她笑了:“不说未婚妻,部队能让我待下来吗!”
“看来你也不简单嘛。”想不到分别一年,她变得更老练了。
他看她困乏的神色,想起她一路旅途劳顿,就从锅炉间打来热水,让她在房间里洗个澡。
开饭时间到了,他打来饭菜。两人在房间里边吃边聊,听她讲述别后的生活。
她到纺织厂政工组搞宣传工作不久,厂里排样板戏《红灯记》,领导让她演铁梅。扮演李玉和的是她的组长,叫刘勇军。
刘勇军是机械维修工,京戏迷。“文化革命”造反,他当上负责人。厂里“三结合”,成了政工组组长。他看到娇柔美艳的吴丽萍分配到他的组里工作,就开始想入非非。自己年近三十还没找到对象,准是月老发了善心,把这么年轻美貌的姑娘送到身边来了。
厂里决定排练革命样板戏《红灯记》。他想,天赐良机,就有意安排吴丽萍演铁梅,自己亲自扮李玉和。虽然戏里父女相称,每日频繁接触,只消持之以恒向她献殷勤,哪个女孩子不识哄,日久生情准能搏取姑娘的芳心。
托着她的手,唱着“提篮叫卖拾煤碴”,他却心猿意马胡思乱想起来:如能娶上这么美貌的妻子,也不枉在人世活一回了。
排戏到深夜,他怜香惜玉,从摊上买一碗馄饨端给她驱寒。吴丽萍不肯平白吃他送的东西,更怕人见了说闲话,就推开他的饭盒,赶紧跑回宿舍去。
后来,买热包子、送纱巾,都没能沾手,他就上纲上线:“你是不是嫌我的东西不干净,对工人阶级缺乏感情!”
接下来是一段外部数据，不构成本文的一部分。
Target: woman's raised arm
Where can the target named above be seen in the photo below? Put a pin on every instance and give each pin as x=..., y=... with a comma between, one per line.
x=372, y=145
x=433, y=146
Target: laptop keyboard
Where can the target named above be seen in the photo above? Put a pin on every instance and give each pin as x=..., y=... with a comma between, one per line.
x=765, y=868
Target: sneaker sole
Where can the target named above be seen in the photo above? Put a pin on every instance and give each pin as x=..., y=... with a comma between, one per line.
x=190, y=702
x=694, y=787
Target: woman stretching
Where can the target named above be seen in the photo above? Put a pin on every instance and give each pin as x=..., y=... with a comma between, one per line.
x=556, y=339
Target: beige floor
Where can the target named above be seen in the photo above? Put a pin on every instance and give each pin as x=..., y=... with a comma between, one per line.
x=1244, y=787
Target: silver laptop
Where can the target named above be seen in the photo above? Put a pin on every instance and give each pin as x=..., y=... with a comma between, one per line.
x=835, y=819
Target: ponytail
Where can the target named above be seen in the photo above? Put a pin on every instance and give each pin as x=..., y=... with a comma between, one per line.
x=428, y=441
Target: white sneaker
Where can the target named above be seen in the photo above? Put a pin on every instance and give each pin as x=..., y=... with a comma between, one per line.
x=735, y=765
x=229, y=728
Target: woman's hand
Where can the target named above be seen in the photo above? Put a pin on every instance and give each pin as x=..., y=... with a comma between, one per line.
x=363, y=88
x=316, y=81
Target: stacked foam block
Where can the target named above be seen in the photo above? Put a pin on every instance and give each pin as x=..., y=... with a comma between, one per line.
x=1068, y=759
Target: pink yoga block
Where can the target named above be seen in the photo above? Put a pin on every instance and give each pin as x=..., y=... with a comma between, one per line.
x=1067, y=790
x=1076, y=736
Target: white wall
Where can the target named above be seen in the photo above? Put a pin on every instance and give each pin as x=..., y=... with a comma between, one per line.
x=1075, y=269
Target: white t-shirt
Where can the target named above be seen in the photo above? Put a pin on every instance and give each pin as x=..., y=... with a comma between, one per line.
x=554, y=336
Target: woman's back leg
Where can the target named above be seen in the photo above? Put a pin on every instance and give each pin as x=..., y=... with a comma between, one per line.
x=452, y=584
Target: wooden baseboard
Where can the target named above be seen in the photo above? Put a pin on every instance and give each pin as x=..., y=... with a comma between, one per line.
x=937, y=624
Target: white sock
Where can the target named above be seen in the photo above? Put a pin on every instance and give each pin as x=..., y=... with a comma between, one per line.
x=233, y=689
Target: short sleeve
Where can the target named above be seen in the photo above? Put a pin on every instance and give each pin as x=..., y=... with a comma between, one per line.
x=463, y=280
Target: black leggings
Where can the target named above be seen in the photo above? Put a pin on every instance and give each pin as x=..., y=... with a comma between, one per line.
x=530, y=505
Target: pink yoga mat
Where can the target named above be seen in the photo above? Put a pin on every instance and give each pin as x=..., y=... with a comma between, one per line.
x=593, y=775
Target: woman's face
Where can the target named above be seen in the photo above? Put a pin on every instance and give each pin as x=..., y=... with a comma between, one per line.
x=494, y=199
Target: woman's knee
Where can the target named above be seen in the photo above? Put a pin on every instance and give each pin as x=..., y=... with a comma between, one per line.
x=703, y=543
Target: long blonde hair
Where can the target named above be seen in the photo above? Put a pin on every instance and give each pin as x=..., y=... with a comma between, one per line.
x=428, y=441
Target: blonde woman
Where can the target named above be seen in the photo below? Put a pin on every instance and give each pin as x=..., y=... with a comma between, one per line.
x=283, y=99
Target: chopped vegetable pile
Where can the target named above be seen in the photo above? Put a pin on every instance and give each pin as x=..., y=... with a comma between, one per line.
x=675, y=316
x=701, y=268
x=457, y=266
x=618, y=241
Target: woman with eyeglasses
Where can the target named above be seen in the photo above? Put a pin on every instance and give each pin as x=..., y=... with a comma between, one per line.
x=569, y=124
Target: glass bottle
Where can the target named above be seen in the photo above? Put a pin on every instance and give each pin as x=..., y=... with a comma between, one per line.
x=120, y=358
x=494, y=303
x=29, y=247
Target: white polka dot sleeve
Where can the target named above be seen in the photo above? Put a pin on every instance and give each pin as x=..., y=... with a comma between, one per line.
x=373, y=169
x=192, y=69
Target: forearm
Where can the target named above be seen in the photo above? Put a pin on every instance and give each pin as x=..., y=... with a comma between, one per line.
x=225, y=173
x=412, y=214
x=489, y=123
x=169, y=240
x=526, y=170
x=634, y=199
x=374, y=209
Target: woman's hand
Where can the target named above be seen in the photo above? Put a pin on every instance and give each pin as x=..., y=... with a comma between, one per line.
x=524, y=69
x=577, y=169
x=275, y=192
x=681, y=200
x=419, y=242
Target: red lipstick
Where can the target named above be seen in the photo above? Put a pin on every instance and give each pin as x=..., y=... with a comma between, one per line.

“不沾小便宜,不拿群众一针一线,是三大纪律八项注意。”她反驳说。
有一天晚上去外厂演出回来,吴丽萍跟大伙儿往俱乐部里放行头。她忘了挎包,赶紧返回去取。刘勇军正要锁门,见她来了就给打开门,自己也随后跟进屋里。吴丽萍拿起挎包转过身来,立即被他紧紧搂住,把嘴凑了上来。
吴丽萍拼死命挣扎,也没法从他的蛮力中挣出,就对他说:“你再不放开我就喊了!”
同伴们还没走远,他听这话只好放开手。
自那以后,只要没旁人,吴丽萍就躲他远远的。
刘勇军当然不会就此罢手。他后悔自己太性急了,心想必须改变策略,应当发挥政治优势,哪个姑娘不想攀高枝儿。
一天下班,他约吴丽萍在办公室谈话。他选了这里作谈话地点,显示这次谈话的严肃性。
“小吴,我以前有些不太注意方式方法,但是对你的心是一片真诚的。你仔细想想,我们两人结成革命伴侣,对你将来的进步肯定非常有利。”
吴丽萍想,在办公室你不敢乱来,就低头不吭声。
见她安静听着,他心想有门儿了,就接着讲:“你的家庭出身有问题,在单位里见人矮一截儿。如果咱们俩结合,你就是工人阶级了。我大舅在市革委会,可以把你弄到剧团去。凭你的艺术天才,发展前途就大了。”